Het bovenstaande resultaat toont aan dat het script een fout heeft ondervonden, de code binnen het Catch
-blok heeft uitgevoerd, en vervolgens is gestopt.
De fout is afgehandeld, wat het doel was van foutafhandeling. Echter, de weergegeven fout was te algemeen. Om een meer beschrijvende fout weer te geven, kunt u toegang krijgen tot de Exception
-eigenschap van de fout die is doorgegeven door het Try
-blok.
De onderstaande code is aangepast, specifiek de code binnen het Catch
-blok, om het uitzonderingsbericht van de huidige fout weer te geven die is doorgegeven via de pijplijn – $PSItem.Exception.Message
Deze keer, wanneer de gewijzigde code hierboven wordt uitgevoerd, wordt het weergegeven bericht veel meer beschrijvend.

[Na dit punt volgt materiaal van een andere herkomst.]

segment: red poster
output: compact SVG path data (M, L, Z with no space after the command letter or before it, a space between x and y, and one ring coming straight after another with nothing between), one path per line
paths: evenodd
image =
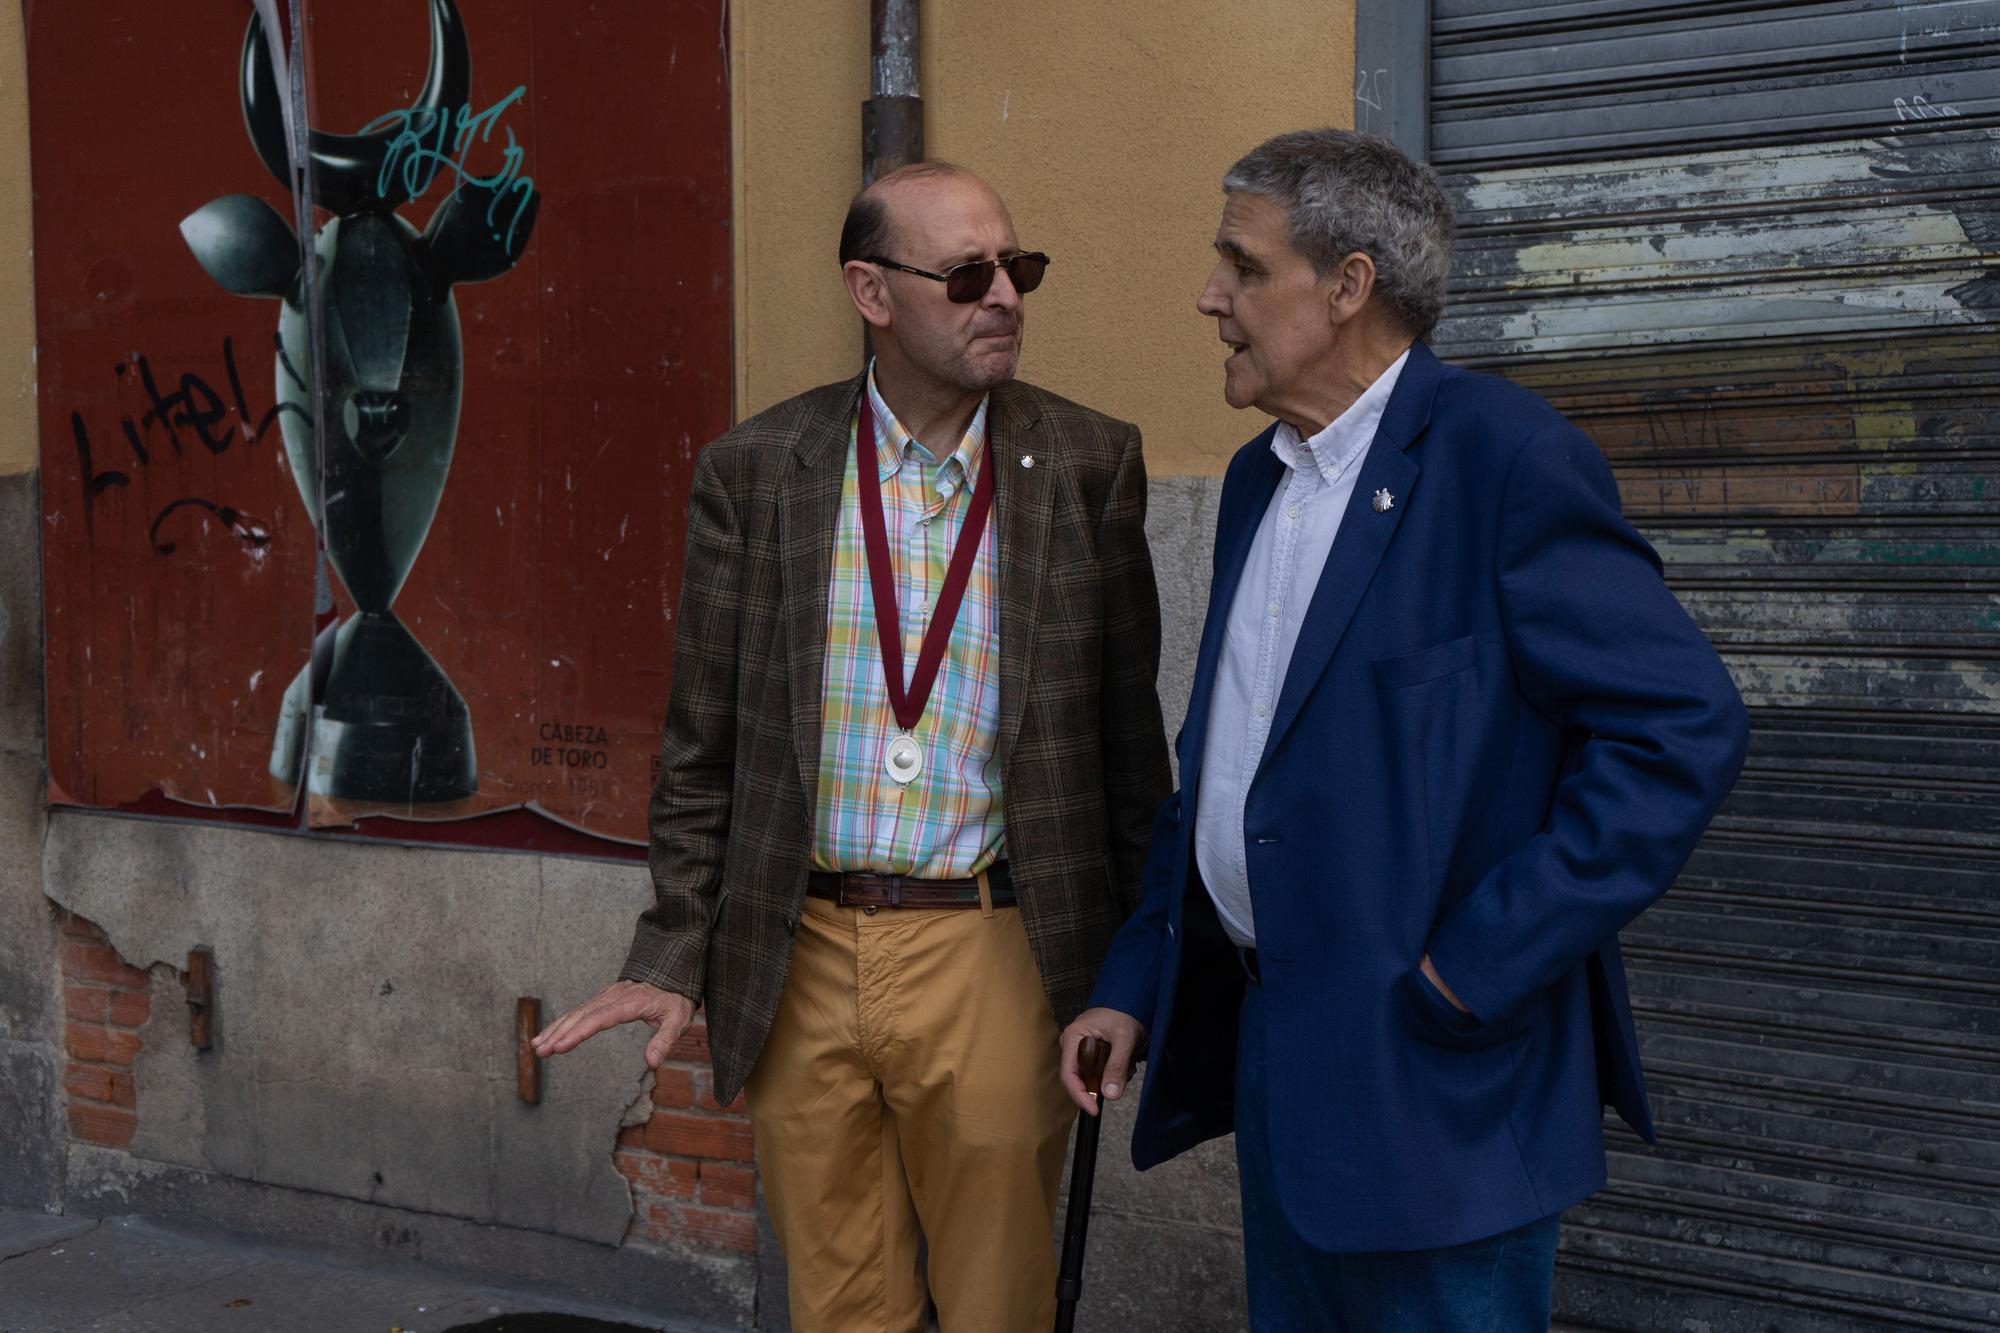
M720 0L291 10L28 6L52 799L643 841Z

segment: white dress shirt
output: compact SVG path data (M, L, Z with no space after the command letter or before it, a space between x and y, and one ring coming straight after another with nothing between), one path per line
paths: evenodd
M1300 440L1297 429L1287 422L1280 422L1271 438L1271 451L1285 465L1285 476L1258 524L1250 558L1229 604L1195 802L1195 864L1208 896L1215 900L1222 928L1244 948L1257 943L1243 833L1250 780L1264 757L1285 668L1291 664L1292 648L1319 586L1320 571L1326 567L1327 552L1340 531L1341 515L1354 494L1355 478L1361 475L1361 460L1368 456L1382 410L1409 355L1397 357L1333 424L1311 439Z

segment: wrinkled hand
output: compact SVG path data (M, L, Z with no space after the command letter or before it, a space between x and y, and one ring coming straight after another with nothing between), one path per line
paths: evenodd
M1084 1114L1097 1114L1097 1099L1084 1090L1083 1074L1077 1068L1076 1048L1085 1037L1095 1037L1111 1048L1104 1061L1104 1097L1117 1101L1132 1077L1132 1060L1146 1044L1146 1025L1117 1009L1086 1009L1062 1033L1062 1085L1070 1100Z
M694 1001L685 995L643 981L614 981L536 1033L529 1045L539 1056L561 1055L606 1028L644 1023L653 1029L653 1039L646 1043L646 1067L658 1069L693 1018Z

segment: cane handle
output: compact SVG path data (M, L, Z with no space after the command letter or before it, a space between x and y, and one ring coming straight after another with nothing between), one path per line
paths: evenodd
M1083 1090L1095 1097L1104 1086L1104 1062L1111 1058L1110 1043L1096 1037L1085 1037L1077 1044L1076 1072L1083 1079Z

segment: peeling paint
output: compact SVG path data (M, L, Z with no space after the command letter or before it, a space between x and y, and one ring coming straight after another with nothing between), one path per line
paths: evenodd
M1752 717L1688 877L1623 935L1667 1146L1613 1145L1557 1320L1972 1327L2000 0L1696 8L1432 8L1460 224L1434 345L1598 442Z

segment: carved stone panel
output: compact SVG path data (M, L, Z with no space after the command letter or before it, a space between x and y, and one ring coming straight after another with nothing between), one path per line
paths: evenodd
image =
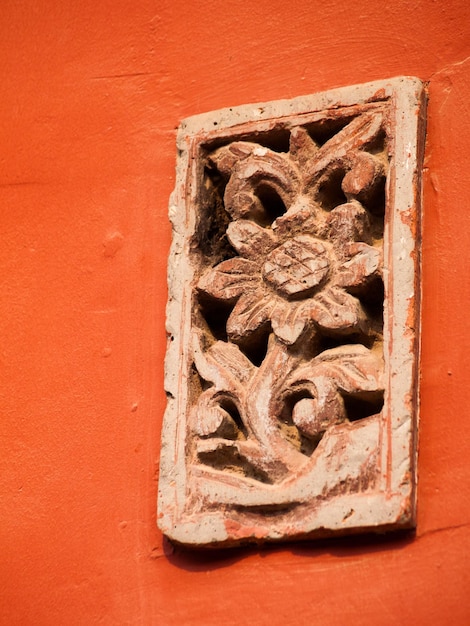
M424 91L185 120L158 522L196 546L415 524Z

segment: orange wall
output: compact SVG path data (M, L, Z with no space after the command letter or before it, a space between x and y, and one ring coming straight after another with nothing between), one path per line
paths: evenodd
M2 0L0 622L470 623L468 0ZM209 556L155 527L188 115L430 81L415 538Z

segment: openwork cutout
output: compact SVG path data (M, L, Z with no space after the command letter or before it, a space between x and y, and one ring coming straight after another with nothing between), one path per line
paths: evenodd
M180 127L159 524L234 545L415 519L416 79Z

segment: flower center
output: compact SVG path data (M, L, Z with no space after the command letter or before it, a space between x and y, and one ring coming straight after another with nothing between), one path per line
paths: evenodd
M263 266L264 279L287 297L306 295L328 271L326 246L309 235L293 237L275 248Z

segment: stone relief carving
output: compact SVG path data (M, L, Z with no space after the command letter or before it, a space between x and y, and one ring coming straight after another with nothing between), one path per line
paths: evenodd
M394 79L182 125L159 507L173 540L413 525L423 108L419 81Z

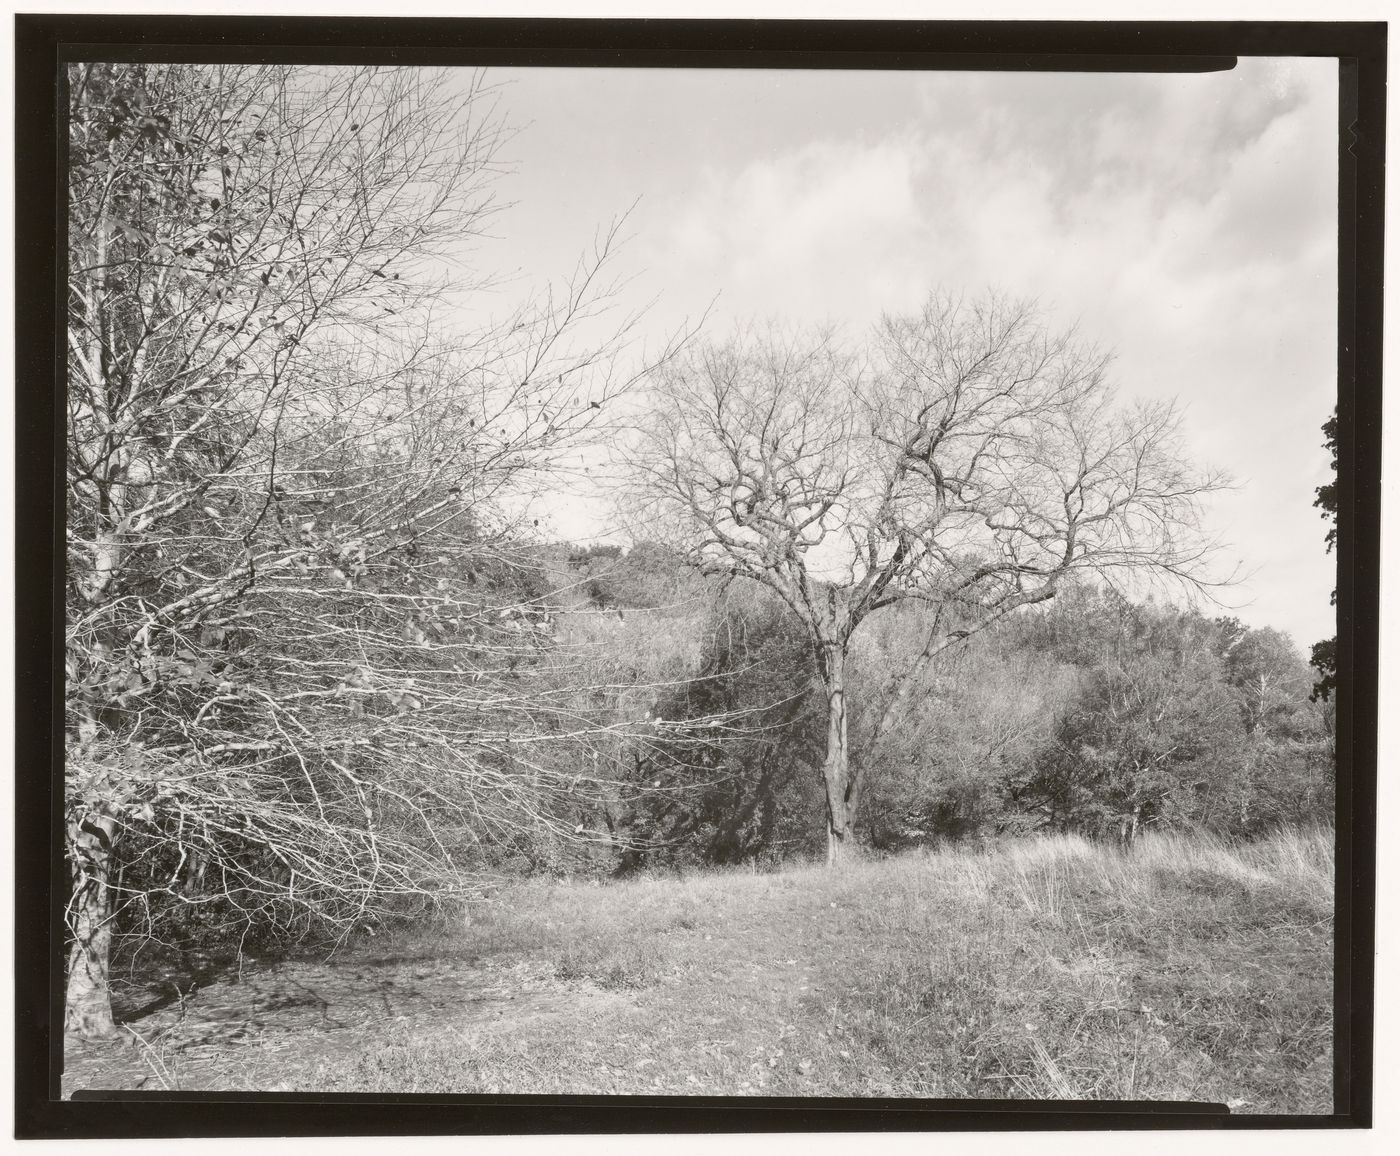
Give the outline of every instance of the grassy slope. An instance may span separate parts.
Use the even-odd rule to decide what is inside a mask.
[[[69,1041],[65,1081],[1325,1112],[1331,896],[1323,833],[536,883],[465,929],[226,977],[128,1046]]]
[[[1331,945],[1322,833],[529,885],[415,952],[543,974],[568,998],[400,1020],[348,1059],[284,1068],[283,1086],[1326,1112]]]

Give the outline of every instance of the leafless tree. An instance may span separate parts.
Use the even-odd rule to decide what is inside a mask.
[[[1222,475],[1184,457],[1167,403],[1115,409],[1107,359],[1029,304],[933,296],[857,357],[768,330],[658,370],[638,500],[693,561],[770,587],[805,627],[826,698],[831,860],[852,842],[852,633],[932,604],[913,668],[892,672],[873,742],[935,655],[1065,578],[1150,571],[1200,585],[1201,499]]]
[[[531,682],[512,497],[609,418],[630,322],[592,324],[613,230],[504,321],[434,323],[492,209],[480,77],[78,64],[68,95],[67,1019],[102,1034],[119,913],[350,928],[562,827],[571,744],[622,724]]]

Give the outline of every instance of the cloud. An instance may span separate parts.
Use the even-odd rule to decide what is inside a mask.
[[[996,286],[1081,323],[1126,396],[1179,396],[1192,451],[1241,478],[1214,518],[1257,573],[1238,597],[1307,641],[1333,583],[1311,501],[1335,397],[1335,92],[1329,61],[930,77],[883,134],[712,160],[656,252],[731,317],[858,330],[937,286]]]
[[[723,287],[735,316],[845,315],[890,295],[881,256],[928,233],[916,197],[922,150],[816,141],[732,176],[711,169],[660,246],[672,271]]]

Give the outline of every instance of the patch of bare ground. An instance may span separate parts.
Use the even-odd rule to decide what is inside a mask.
[[[116,1039],[66,1041],[65,1096],[76,1088],[307,1088],[317,1069],[352,1063],[404,1026],[515,1030],[617,1002],[560,983],[544,963],[363,952],[230,967],[174,998],[161,990],[128,988]],[[141,994],[155,1010],[132,1006]]]

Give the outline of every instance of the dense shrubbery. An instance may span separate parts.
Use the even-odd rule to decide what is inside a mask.
[[[626,817],[619,867],[737,863],[815,849],[821,732],[810,710],[812,657],[777,598],[731,588],[705,617],[699,669],[662,695],[661,723],[710,720],[636,762],[650,791]]]
[[[600,875],[819,854],[815,660],[781,600],[655,543],[543,553],[527,584],[546,581],[557,691],[596,728],[583,769],[606,782],[515,831],[497,861]],[[1306,662],[1277,631],[1075,586],[928,664],[877,735],[928,613],[884,611],[852,652],[858,832],[873,849],[1034,831],[1252,838],[1330,820],[1334,708],[1309,699]]]
[[[614,573],[628,557],[610,560]],[[656,548],[645,557],[664,581]],[[609,605],[625,612],[611,589]],[[760,588],[709,598],[691,611],[704,622],[697,680],[656,712],[735,721],[637,761],[638,778],[660,786],[626,817],[624,866],[818,850],[809,648]],[[867,704],[851,737],[859,829],[873,847],[1146,827],[1253,837],[1330,819],[1332,710],[1309,700],[1307,664],[1277,631],[1074,588],[942,655],[872,742],[871,716],[890,672],[913,661],[923,613],[887,611],[852,657],[853,697]]]

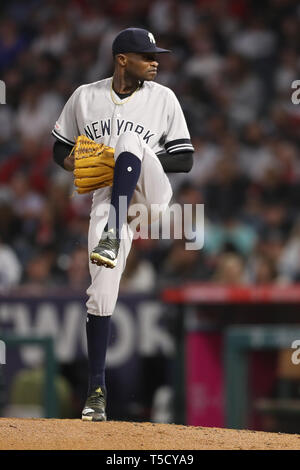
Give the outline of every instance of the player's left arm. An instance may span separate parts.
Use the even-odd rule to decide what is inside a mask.
[[[170,89],[166,112],[168,126],[164,134],[165,151],[158,152],[157,157],[166,173],[187,173],[193,167],[194,147],[181,106]]]

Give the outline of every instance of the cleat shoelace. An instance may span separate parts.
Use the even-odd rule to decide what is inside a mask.
[[[105,232],[100,239],[98,246],[94,249],[94,252],[97,253],[98,249],[101,250],[111,250],[117,252],[119,250],[120,241],[116,237],[116,234],[113,232]]]
[[[114,246],[115,246],[114,240],[111,240],[110,238],[107,238],[106,240],[101,240],[100,243],[101,243],[101,248],[104,248],[104,249],[109,249],[110,250],[110,249],[114,248]],[[100,245],[100,243],[99,243],[99,245]]]
[[[105,397],[101,393],[93,393],[89,398],[87,399],[86,402],[86,407],[92,408],[92,409],[97,409],[97,408],[103,408],[105,409]]]

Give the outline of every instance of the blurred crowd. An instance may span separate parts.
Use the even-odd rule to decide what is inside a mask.
[[[192,171],[170,176],[173,202],[204,204],[205,243],[135,240],[121,291],[300,281],[297,0],[11,0],[0,13],[2,291],[89,284],[91,195],[54,163],[51,130],[79,85],[112,74],[112,40],[130,26],[173,51],[157,81],[176,93],[195,147]]]

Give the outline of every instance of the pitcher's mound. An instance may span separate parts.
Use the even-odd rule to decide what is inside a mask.
[[[299,434],[175,424],[0,418],[1,450],[300,449]]]

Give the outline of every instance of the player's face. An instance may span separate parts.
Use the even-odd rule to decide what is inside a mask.
[[[157,75],[157,54],[126,54],[126,73],[141,81],[154,80]]]

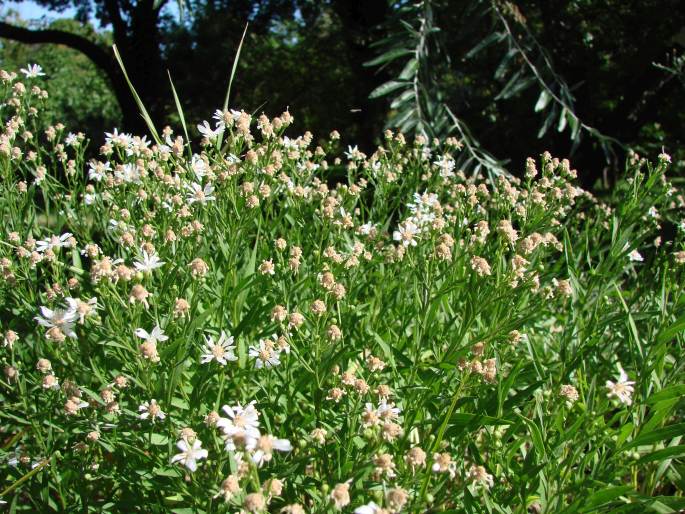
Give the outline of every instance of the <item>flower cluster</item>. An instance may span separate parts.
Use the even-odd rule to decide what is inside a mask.
[[[631,155],[594,195],[547,152],[489,179],[453,138],[344,151],[236,109],[194,144],[98,148],[46,125],[42,69],[20,73],[0,71],[12,508],[682,504],[669,159]]]

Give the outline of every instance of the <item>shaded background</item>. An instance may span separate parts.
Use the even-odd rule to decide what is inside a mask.
[[[440,115],[431,106],[449,108],[514,173],[544,150],[570,156],[586,186],[610,183],[628,148],[652,158],[663,148],[676,173],[685,164],[682,0],[42,0],[3,9],[0,65],[41,64],[51,79],[51,114],[86,132],[94,147],[115,126],[145,131],[112,43],[153,118],[178,124],[168,70],[194,125],[222,104],[249,22],[231,106],[269,115],[288,108],[294,132],[325,137],[337,129],[345,145],[369,152],[383,128],[401,125],[402,102],[416,100],[431,127],[431,116]],[[35,15],[42,18],[27,19]],[[416,72],[424,96],[401,99],[399,87],[369,98],[406,73],[416,50],[412,37],[424,35],[427,16],[431,30],[424,30],[423,68]],[[511,39],[496,37],[503,20]],[[516,53],[512,43],[530,52]],[[365,65],[383,55],[389,57]],[[543,88],[526,57],[541,66],[545,84],[567,88],[577,119],[612,142],[584,130],[571,137],[563,113],[552,112],[554,101],[536,112]],[[429,135],[450,132],[446,125]]]

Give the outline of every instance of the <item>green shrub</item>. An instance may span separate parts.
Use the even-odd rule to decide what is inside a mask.
[[[338,159],[218,111],[199,153],[85,162],[40,76],[0,79],[7,508],[685,508],[667,155],[598,199],[549,154],[472,179],[454,139]]]

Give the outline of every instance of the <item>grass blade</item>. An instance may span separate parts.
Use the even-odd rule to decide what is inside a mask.
[[[176,103],[176,110],[178,111],[178,116],[181,118],[181,126],[183,127],[183,133],[186,136],[186,143],[190,143],[190,138],[188,137],[188,127],[186,126],[186,118],[183,115],[183,108],[181,107],[181,101],[176,93],[176,88],[174,87],[174,81],[171,80],[171,72],[167,70],[169,75],[169,84],[171,84],[171,92],[174,94],[174,102]]]
[[[238,50],[235,53],[235,59],[233,59],[233,68],[231,68],[231,76],[228,79],[228,89],[226,90],[226,98],[224,99],[224,107],[223,110],[225,111],[228,109],[228,99],[231,96],[231,86],[233,85],[233,78],[235,77],[235,72],[238,69],[238,61],[240,60],[240,51],[243,48],[243,41],[245,41],[245,34],[247,34],[247,26],[249,24],[245,24],[245,30],[243,30],[243,36],[240,38],[240,44],[238,45]]]
[[[112,49],[114,50],[114,57],[116,58],[117,62],[119,63],[119,66],[121,67],[121,71],[124,74],[124,78],[126,79],[126,83],[128,84],[128,87],[131,89],[131,93],[133,93],[133,98],[135,99],[136,103],[138,104],[138,109],[140,109],[140,114],[143,116],[143,119],[145,120],[145,123],[147,124],[148,129],[150,129],[150,132],[152,134],[153,139],[158,145],[162,145],[162,140],[159,137],[159,133],[157,132],[157,129],[155,128],[155,124],[152,122],[152,118],[150,117],[150,114],[148,114],[147,109],[145,108],[145,105],[143,105],[143,101],[140,99],[140,96],[138,96],[138,92],[136,91],[136,88],[133,87],[133,84],[131,83],[131,80],[128,78],[128,73],[126,73],[126,67],[124,66],[124,61],[121,59],[121,55],[119,55],[119,50],[117,49],[117,45],[112,45]]]

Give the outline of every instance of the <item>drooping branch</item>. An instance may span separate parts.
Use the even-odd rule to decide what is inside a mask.
[[[0,38],[27,44],[64,45],[81,52],[109,79],[114,95],[121,107],[124,124],[131,129],[139,129],[142,126],[138,108],[131,97],[128,85],[108,48],[72,32],[55,29],[31,30],[5,22],[0,22]]]

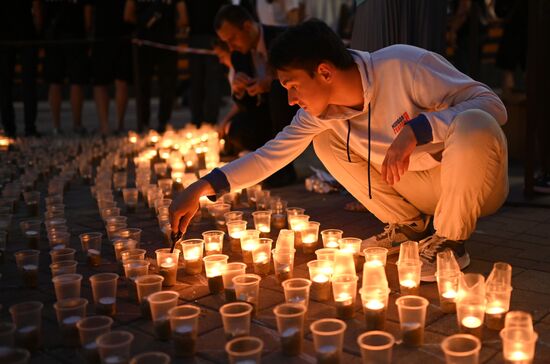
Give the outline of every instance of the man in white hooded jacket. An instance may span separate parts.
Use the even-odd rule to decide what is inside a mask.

Specifieke Fouten Afhandelen
Er zijn momenten waarop een ‘vang alles’ foutafhandeling niet de meest geschikte aanpak is. Misschien wilt u dat uw script een actie uitvoert die afhankelijk is van het type fout dat wordt aangetroffen.
Hoe bepaalt u het fouttype? Door de TypeName
-waarde van de Exception
-eigenschap van de laatste fout te controleren. Om bijvoorbeeld het fouttype uit het vorige voorbeeld te vinden, gebruikt u deze opdracht:
Het resultaat van de bovenstaande code zou eruitzien als de onderstaande screenshot. Zoals u kunt zien, wordt de TypeName
-waarde weergegeven – System.Management.Automation.ItemNotFoundException
.

Nu je het fouttype kent dat je moet onderscheppen, wijzig je de code om het specifiek te vangen. Zoals je kunt zien in de aangepaste code hieronder, zijn er nu twee `Catch`-blokken. Het eerste `Catch`-blok onderschept een specifiek type fout (`System.Management.Automation.ItemNotFoundException`). Daarentegen bevat het tweede `Catch`-blok het generieke, vang-alles foutbericht.
De onderstaande schermafbeelding toont de uitvoer van de hierboven aangepaste code.

Conclusie
In dit artikel heb je geleerd over fouten in PowerShell, de eigenschappen ervan, en hoe je het specifieke type fout kunt bepalen. Je hebt ook het verschil geleerd tussen hoe de variabele `$ErrorActionPreference` en de PowerShell `ErrorAction`-parameter bepalen hoe PowerShell niet-terminale fouten behandelt.
Je hebt ook geleerd hoe je de PowerShell `Try Catch Finally`-blokken kunt gebruiken voor foutafhandeling, zowel voor specifieke fouten als voor een vang-alles benadering.
De voorbeelden die in dit artikel worden getoond, demonstreren alleen de basisprincipes van hoe de `Try Catch Finally`-blokken werken. De kennis die ik hoop dat je hebt opgedaan in dit artikel zou je de startblokken moeten geven om foutafhandeling toe te passen in je scripts.